Adventures with Chocolate: 80 sensational recipe is chocolate genius Paul A. Young's first foray into cook-books, and, like his wonderful shops in London, it's playful, inspiring, delicious and surprising.
Young's gifted touch with truffles, brownies and drinking chocolate have made his Islington store a fixture in our orbit around London. My wife's pregnancy was eased with his sea-salt caramels; we celebrated the birth with kalamansi truffles. The baby practically melted when she first tried a crumb of his cherry brownie. I am visited by Paul's chocolate in my dreams. I have been conditioned to start salivating when I reach the end of Camden Passage, and by the time I reach the shop, I need a bib to catch the dribble.
And here are all of Paul's secrets, laid bare in a superbly designed and printed book whose pornographically chocolated pages make you want to surreptitiously taste them (I tasted them. Tasted like clay-coated heavy paper stock). Paul's recipes are easy to follow and are equal parts inspirational (he makes it clear enough that even ham-fisted me believes that I can make them) and aspirational (in reality, it's a lot more likely that I'll just pop in on the Camden Passage shop and buy another box). And his essay on how he became a chocolatier, as well as his essays on buying and preparing chocolate, are sensational.

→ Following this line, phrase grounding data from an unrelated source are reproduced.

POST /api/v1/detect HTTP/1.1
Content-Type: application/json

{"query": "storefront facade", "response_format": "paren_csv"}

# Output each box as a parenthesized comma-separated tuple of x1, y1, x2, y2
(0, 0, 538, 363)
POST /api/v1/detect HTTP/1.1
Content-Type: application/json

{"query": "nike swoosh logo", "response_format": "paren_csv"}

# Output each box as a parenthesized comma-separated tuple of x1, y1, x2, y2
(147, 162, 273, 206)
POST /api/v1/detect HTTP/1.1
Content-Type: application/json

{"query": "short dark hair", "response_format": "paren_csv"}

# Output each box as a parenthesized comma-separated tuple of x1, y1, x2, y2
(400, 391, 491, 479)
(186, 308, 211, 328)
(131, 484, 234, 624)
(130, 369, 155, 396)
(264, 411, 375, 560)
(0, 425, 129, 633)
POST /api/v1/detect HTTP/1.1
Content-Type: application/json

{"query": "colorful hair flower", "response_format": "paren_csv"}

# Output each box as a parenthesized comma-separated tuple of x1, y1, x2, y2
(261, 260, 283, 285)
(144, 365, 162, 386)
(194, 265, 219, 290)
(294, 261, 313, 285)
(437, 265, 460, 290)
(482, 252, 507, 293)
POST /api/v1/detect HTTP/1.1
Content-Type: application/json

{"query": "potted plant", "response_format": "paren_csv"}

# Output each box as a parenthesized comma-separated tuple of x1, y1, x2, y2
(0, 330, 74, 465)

And truth be told, there are some recipes here I'd like to try for a special occasion: the savory chocolate recipes, if only because Paul doesn't actually sell these in the shop and I want to find out what a honey-cured bacon, Stilton and chocolate sandwich tastes like, or sip some cocoa-bean infused vodka, or try a salted black-olive bar with 600g of Ghanian tempered 68% dark chocolate.